Iljitsch van Beijnum iljitsch at muada.com
Tue Oct 8 19:17:46 UTC 2002


On Tue, 8 Oct 2002, John M. Brown wrote:

> It seems to reason that if people started filtering RFC-1918 on
> their edge, we would see a noticable amount of traffic go away.

> Simulation models I've been running show that an average of 12 to 18 percent
> of a providers traffic would disappear if they filtered RFC-1918 sourced
> packets.

That is hard very to believe, unless you are referring to the load on the
root nameservers. Since they obviously don't receive a reply, these
resolvers will keep coming back.

> In addition to the bandwidth savings, there is also a support cost
> reduction and together, I believe backbone providers can see this
> on the bottom line of their balance sheets.

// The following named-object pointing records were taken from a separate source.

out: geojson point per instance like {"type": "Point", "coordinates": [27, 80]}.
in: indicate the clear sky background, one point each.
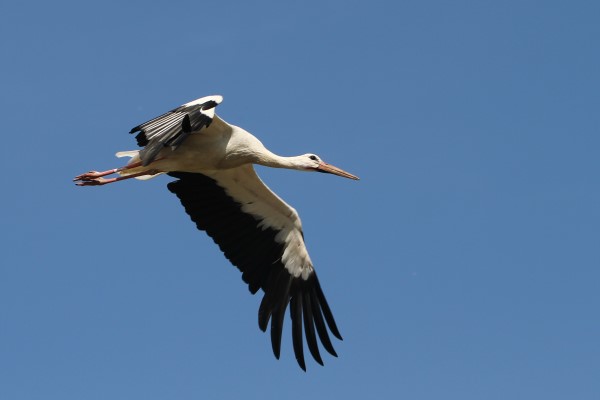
{"type": "Point", "coordinates": [463, 265]}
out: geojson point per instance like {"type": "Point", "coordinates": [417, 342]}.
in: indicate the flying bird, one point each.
{"type": "Point", "coordinates": [256, 230]}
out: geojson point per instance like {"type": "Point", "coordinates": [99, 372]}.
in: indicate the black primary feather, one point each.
{"type": "Point", "coordinates": [256, 253]}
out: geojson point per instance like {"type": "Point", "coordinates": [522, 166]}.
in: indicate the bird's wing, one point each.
{"type": "Point", "coordinates": [171, 128]}
{"type": "Point", "coordinates": [262, 236]}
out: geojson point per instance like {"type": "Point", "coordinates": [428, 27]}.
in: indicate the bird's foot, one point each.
{"type": "Point", "coordinates": [91, 175]}
{"type": "Point", "coordinates": [89, 181]}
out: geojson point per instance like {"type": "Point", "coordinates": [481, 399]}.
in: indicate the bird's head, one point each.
{"type": "Point", "coordinates": [312, 162]}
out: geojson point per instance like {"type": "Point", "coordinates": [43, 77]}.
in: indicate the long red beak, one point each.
{"type": "Point", "coordinates": [330, 169]}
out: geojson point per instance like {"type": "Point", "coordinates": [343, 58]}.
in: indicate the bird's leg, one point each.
{"type": "Point", "coordinates": [95, 174]}
{"type": "Point", "coordinates": [99, 180]}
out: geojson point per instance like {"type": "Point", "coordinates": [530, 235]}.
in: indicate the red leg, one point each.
{"type": "Point", "coordinates": [95, 174]}
{"type": "Point", "coordinates": [98, 180]}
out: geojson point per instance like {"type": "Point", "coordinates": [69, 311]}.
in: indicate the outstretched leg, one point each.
{"type": "Point", "coordinates": [96, 178]}
{"type": "Point", "coordinates": [95, 174]}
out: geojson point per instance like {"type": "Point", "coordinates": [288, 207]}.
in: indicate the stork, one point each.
{"type": "Point", "coordinates": [256, 230]}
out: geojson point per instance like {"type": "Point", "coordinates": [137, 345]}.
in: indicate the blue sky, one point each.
{"type": "Point", "coordinates": [463, 265]}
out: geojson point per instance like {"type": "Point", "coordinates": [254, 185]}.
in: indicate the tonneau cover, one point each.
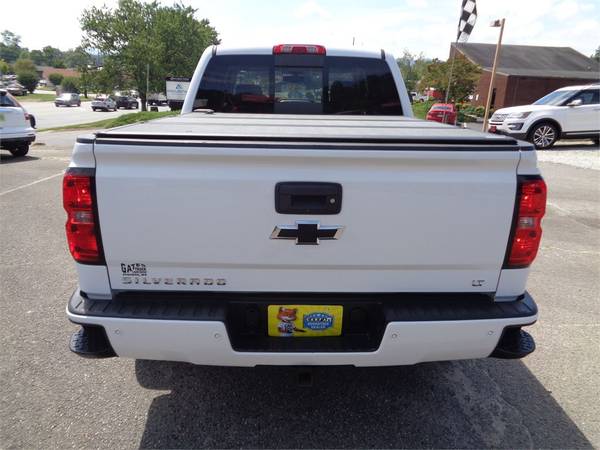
{"type": "Point", "coordinates": [202, 126]}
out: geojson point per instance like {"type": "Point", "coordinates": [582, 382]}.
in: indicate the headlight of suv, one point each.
{"type": "Point", "coordinates": [519, 115]}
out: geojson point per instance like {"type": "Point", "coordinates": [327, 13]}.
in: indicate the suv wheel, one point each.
{"type": "Point", "coordinates": [20, 151]}
{"type": "Point", "coordinates": [543, 135]}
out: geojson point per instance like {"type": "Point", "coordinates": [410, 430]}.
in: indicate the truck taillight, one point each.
{"type": "Point", "coordinates": [299, 49]}
{"type": "Point", "coordinates": [527, 227]}
{"type": "Point", "coordinates": [79, 201]}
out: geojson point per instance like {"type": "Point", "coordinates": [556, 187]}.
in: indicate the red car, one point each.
{"type": "Point", "coordinates": [443, 112]}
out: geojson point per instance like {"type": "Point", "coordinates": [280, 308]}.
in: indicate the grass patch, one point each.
{"type": "Point", "coordinates": [125, 119]}
{"type": "Point", "coordinates": [420, 108]}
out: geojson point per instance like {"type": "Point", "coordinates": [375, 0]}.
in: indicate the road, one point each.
{"type": "Point", "coordinates": [50, 398]}
{"type": "Point", "coordinates": [49, 116]}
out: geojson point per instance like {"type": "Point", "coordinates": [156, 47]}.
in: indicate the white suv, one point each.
{"type": "Point", "coordinates": [571, 112]}
{"type": "Point", "coordinates": [16, 132]}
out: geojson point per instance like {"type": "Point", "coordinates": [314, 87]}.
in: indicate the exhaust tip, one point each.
{"type": "Point", "coordinates": [91, 342]}
{"type": "Point", "coordinates": [514, 344]}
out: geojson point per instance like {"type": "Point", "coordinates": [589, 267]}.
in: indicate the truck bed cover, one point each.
{"type": "Point", "coordinates": [201, 128]}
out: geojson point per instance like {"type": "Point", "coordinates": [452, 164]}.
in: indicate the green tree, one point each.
{"type": "Point", "coordinates": [412, 68]}
{"type": "Point", "coordinates": [38, 57]}
{"type": "Point", "coordinates": [77, 58]}
{"type": "Point", "coordinates": [28, 79]}
{"type": "Point", "coordinates": [137, 36]}
{"type": "Point", "coordinates": [10, 47]}
{"type": "Point", "coordinates": [24, 65]}
{"type": "Point", "coordinates": [53, 56]}
{"type": "Point", "coordinates": [4, 67]}
{"type": "Point", "coordinates": [465, 76]}
{"type": "Point", "coordinates": [55, 78]}
{"type": "Point", "coordinates": [70, 84]}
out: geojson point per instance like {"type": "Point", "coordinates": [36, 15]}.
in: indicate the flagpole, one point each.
{"type": "Point", "coordinates": [451, 70]}
{"type": "Point", "coordinates": [491, 88]}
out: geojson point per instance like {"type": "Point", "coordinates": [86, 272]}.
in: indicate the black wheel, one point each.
{"type": "Point", "coordinates": [20, 151]}
{"type": "Point", "coordinates": [543, 135]}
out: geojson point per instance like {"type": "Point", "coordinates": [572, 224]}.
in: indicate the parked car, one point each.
{"type": "Point", "coordinates": [157, 99]}
{"type": "Point", "coordinates": [240, 235]}
{"type": "Point", "coordinates": [442, 112]}
{"type": "Point", "coordinates": [15, 88]}
{"type": "Point", "coordinates": [416, 97]}
{"type": "Point", "coordinates": [571, 112]}
{"type": "Point", "coordinates": [104, 103]}
{"type": "Point", "coordinates": [16, 131]}
{"type": "Point", "coordinates": [127, 102]}
{"type": "Point", "coordinates": [68, 99]}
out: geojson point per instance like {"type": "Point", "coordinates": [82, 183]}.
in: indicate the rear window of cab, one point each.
{"type": "Point", "coordinates": [298, 84]}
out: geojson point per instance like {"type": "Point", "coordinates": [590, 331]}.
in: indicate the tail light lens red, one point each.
{"type": "Point", "coordinates": [299, 49]}
{"type": "Point", "coordinates": [83, 234]}
{"type": "Point", "coordinates": [527, 228]}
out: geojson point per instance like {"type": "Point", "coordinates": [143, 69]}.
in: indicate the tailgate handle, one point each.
{"type": "Point", "coordinates": [306, 197]}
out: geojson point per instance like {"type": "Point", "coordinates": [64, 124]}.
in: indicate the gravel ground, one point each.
{"type": "Point", "coordinates": [583, 154]}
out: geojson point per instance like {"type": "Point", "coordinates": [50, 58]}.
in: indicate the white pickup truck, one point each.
{"type": "Point", "coordinates": [295, 213]}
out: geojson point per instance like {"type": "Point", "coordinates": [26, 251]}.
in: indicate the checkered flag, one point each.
{"type": "Point", "coordinates": [467, 20]}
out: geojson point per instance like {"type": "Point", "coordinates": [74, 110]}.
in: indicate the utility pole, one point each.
{"type": "Point", "coordinates": [496, 23]}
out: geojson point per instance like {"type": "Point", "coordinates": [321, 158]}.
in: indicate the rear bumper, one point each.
{"type": "Point", "coordinates": [205, 332]}
{"type": "Point", "coordinates": [14, 140]}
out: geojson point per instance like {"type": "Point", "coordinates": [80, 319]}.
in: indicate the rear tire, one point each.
{"type": "Point", "coordinates": [20, 151]}
{"type": "Point", "coordinates": [543, 135]}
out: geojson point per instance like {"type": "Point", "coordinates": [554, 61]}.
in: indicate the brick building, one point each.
{"type": "Point", "coordinates": [526, 73]}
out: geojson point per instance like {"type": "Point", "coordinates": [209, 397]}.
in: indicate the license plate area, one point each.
{"type": "Point", "coordinates": [251, 328]}
{"type": "Point", "coordinates": [304, 320]}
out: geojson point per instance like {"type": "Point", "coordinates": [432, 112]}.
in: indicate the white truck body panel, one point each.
{"type": "Point", "coordinates": [415, 221]}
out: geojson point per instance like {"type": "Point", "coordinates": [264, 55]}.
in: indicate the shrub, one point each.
{"type": "Point", "coordinates": [70, 84]}
{"type": "Point", "coordinates": [55, 78]}
{"type": "Point", "coordinates": [28, 80]}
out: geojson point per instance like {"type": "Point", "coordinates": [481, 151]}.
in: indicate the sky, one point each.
{"type": "Point", "coordinates": [419, 26]}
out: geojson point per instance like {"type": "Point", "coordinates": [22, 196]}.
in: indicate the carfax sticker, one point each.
{"type": "Point", "coordinates": [305, 320]}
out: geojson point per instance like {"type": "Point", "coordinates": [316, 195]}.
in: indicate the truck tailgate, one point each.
{"type": "Point", "coordinates": [195, 211]}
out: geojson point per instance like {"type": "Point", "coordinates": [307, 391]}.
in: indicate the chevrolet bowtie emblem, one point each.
{"type": "Point", "coordinates": [307, 232]}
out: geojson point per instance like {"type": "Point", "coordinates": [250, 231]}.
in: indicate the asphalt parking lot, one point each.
{"type": "Point", "coordinates": [50, 398]}
{"type": "Point", "coordinates": [49, 116]}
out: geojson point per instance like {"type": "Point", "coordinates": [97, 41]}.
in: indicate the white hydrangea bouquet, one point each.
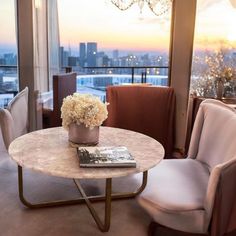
{"type": "Point", "coordinates": [83, 109]}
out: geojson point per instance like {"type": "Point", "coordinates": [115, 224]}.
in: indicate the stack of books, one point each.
{"type": "Point", "coordinates": [105, 157]}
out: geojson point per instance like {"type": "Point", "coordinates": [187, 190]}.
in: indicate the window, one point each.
{"type": "Point", "coordinates": [107, 46]}
{"type": "Point", "coordinates": [8, 52]}
{"type": "Point", "coordinates": [214, 49]}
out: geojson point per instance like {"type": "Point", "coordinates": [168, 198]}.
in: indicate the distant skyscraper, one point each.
{"type": "Point", "coordinates": [115, 54]}
{"type": "Point", "coordinates": [82, 54]}
{"type": "Point", "coordinates": [91, 53]}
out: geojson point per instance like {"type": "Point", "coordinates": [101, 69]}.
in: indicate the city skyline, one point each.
{"type": "Point", "coordinates": [127, 30]}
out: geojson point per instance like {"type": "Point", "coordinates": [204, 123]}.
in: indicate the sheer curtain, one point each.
{"type": "Point", "coordinates": [46, 43]}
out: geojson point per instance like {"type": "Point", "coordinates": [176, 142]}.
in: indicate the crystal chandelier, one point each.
{"type": "Point", "coordinates": [158, 7]}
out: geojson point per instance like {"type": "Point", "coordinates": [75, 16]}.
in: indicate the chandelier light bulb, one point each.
{"type": "Point", "coordinates": [158, 7]}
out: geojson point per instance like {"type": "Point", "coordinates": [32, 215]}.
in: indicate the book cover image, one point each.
{"type": "Point", "coordinates": [105, 157]}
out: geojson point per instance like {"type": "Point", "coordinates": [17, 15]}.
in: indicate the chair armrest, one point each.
{"type": "Point", "coordinates": [224, 210]}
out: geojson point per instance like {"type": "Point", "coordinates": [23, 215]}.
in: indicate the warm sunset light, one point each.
{"type": "Point", "coordinates": [215, 22]}
{"type": "Point", "coordinates": [111, 28]}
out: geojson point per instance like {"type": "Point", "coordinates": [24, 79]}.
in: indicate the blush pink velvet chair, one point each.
{"type": "Point", "coordinates": [14, 119]}
{"type": "Point", "coordinates": [197, 195]}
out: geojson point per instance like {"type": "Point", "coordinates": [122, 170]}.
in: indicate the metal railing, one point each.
{"type": "Point", "coordinates": [131, 68]}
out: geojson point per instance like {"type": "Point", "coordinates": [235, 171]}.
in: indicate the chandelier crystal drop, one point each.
{"type": "Point", "coordinates": [158, 7]}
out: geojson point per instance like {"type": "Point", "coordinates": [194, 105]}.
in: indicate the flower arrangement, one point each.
{"type": "Point", "coordinates": [83, 109]}
{"type": "Point", "coordinates": [214, 71]}
{"type": "Point", "coordinates": [218, 69]}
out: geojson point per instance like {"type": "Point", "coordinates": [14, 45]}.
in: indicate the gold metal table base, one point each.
{"type": "Point", "coordinates": [104, 227]}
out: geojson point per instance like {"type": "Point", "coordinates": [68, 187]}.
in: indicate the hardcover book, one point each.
{"type": "Point", "coordinates": [105, 157]}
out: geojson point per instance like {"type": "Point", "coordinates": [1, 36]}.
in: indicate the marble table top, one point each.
{"type": "Point", "coordinates": [48, 151]}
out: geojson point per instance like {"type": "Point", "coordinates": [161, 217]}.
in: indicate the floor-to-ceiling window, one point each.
{"type": "Point", "coordinates": [105, 45]}
{"type": "Point", "coordinates": [8, 52]}
{"type": "Point", "coordinates": [214, 61]}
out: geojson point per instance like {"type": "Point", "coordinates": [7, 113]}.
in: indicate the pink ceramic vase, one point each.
{"type": "Point", "coordinates": [80, 134]}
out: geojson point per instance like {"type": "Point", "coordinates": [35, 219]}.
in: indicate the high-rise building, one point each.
{"type": "Point", "coordinates": [115, 54]}
{"type": "Point", "coordinates": [82, 54]}
{"type": "Point", "coordinates": [91, 53]}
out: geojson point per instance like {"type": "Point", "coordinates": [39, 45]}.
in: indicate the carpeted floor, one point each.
{"type": "Point", "coordinates": [127, 217]}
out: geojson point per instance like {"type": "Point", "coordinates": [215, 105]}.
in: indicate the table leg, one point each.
{"type": "Point", "coordinates": [107, 217]}
{"type": "Point", "coordinates": [85, 199]}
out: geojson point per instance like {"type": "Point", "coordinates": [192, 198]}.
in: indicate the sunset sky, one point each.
{"type": "Point", "coordinates": [102, 22]}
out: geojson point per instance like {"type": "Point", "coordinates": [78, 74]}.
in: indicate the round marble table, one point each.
{"type": "Point", "coordinates": [48, 151]}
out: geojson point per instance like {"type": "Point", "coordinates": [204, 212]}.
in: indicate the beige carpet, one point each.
{"type": "Point", "coordinates": [127, 217]}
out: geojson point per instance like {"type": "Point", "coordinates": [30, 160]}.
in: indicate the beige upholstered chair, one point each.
{"type": "Point", "coordinates": [197, 195]}
{"type": "Point", "coordinates": [14, 119]}
{"type": "Point", "coordinates": [146, 109]}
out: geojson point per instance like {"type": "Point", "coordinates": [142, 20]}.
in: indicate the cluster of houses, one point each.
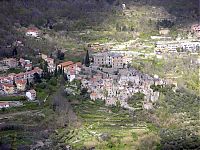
{"type": "Point", "coordinates": [195, 29]}
{"type": "Point", "coordinates": [117, 83]}
{"type": "Point", "coordinates": [33, 32]}
{"type": "Point", "coordinates": [70, 68]}
{"type": "Point", "coordinates": [14, 83]}
{"type": "Point", "coordinates": [178, 46]}
{"type": "Point", "coordinates": [110, 59]}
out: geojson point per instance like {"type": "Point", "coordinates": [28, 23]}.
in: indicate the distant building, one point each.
{"type": "Point", "coordinates": [11, 62]}
{"type": "Point", "coordinates": [44, 57]}
{"type": "Point", "coordinates": [34, 32]}
{"type": "Point", "coordinates": [21, 84]}
{"type": "Point", "coordinates": [65, 65]}
{"type": "Point", "coordinates": [113, 60]}
{"type": "Point", "coordinates": [196, 29]}
{"type": "Point", "coordinates": [8, 88]}
{"type": "Point", "coordinates": [4, 105]}
{"type": "Point", "coordinates": [31, 94]}
{"type": "Point", "coordinates": [28, 67]}
{"type": "Point", "coordinates": [164, 31]}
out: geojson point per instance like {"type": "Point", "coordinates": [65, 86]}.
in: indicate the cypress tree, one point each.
{"type": "Point", "coordinates": [14, 83]}
{"type": "Point", "coordinates": [87, 59]}
{"type": "Point", "coordinates": [56, 71]}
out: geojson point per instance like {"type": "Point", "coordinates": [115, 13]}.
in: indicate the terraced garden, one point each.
{"type": "Point", "coordinates": [103, 129]}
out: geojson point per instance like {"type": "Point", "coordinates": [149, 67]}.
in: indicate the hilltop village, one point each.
{"type": "Point", "coordinates": [109, 76]}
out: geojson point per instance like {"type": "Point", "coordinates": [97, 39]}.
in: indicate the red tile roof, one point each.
{"type": "Point", "coordinates": [20, 81]}
{"type": "Point", "coordinates": [65, 64]}
{"type": "Point", "coordinates": [8, 85]}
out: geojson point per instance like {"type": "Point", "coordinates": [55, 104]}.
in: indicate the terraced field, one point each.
{"type": "Point", "coordinates": [102, 129]}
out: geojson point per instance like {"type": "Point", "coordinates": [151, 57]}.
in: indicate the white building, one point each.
{"type": "Point", "coordinates": [31, 94]}
{"type": "Point", "coordinates": [34, 32]}
{"type": "Point", "coordinates": [4, 105]}
{"type": "Point", "coordinates": [113, 60]}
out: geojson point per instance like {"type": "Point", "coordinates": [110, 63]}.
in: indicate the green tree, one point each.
{"type": "Point", "coordinates": [87, 59]}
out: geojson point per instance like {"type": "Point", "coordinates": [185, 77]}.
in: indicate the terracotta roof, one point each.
{"type": "Point", "coordinates": [78, 64]}
{"type": "Point", "coordinates": [32, 29]}
{"type": "Point", "coordinates": [4, 103]}
{"type": "Point", "coordinates": [20, 81]}
{"type": "Point", "coordinates": [65, 64]}
{"type": "Point", "coordinates": [8, 85]}
{"type": "Point", "coordinates": [32, 91]}
{"type": "Point", "coordinates": [93, 94]}
{"type": "Point", "coordinates": [28, 65]}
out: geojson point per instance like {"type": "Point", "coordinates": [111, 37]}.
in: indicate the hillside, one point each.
{"type": "Point", "coordinates": [63, 21]}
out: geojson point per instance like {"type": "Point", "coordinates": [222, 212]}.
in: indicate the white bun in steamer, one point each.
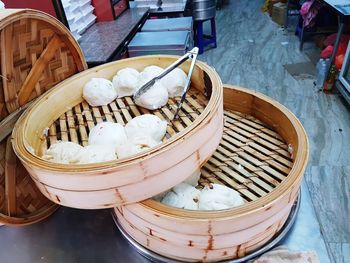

> We have to start someplace.  There is no magic answer for all cases.

> RFC-1918 is easy to admin, and easy to deploy, in relative terms compared
> to uRPF or similar methods.

uRPF is easier: one configuration command per interface. A filter for RFC
1918 space is also one configuration command per interface, and some
command to create the filter.

> For large and small alike it can be a positive marketing tool, if properly
> implemented.

Sure. "We can't be bothered to do proper filtering, but since filter
0.39% of what we should, we are cool."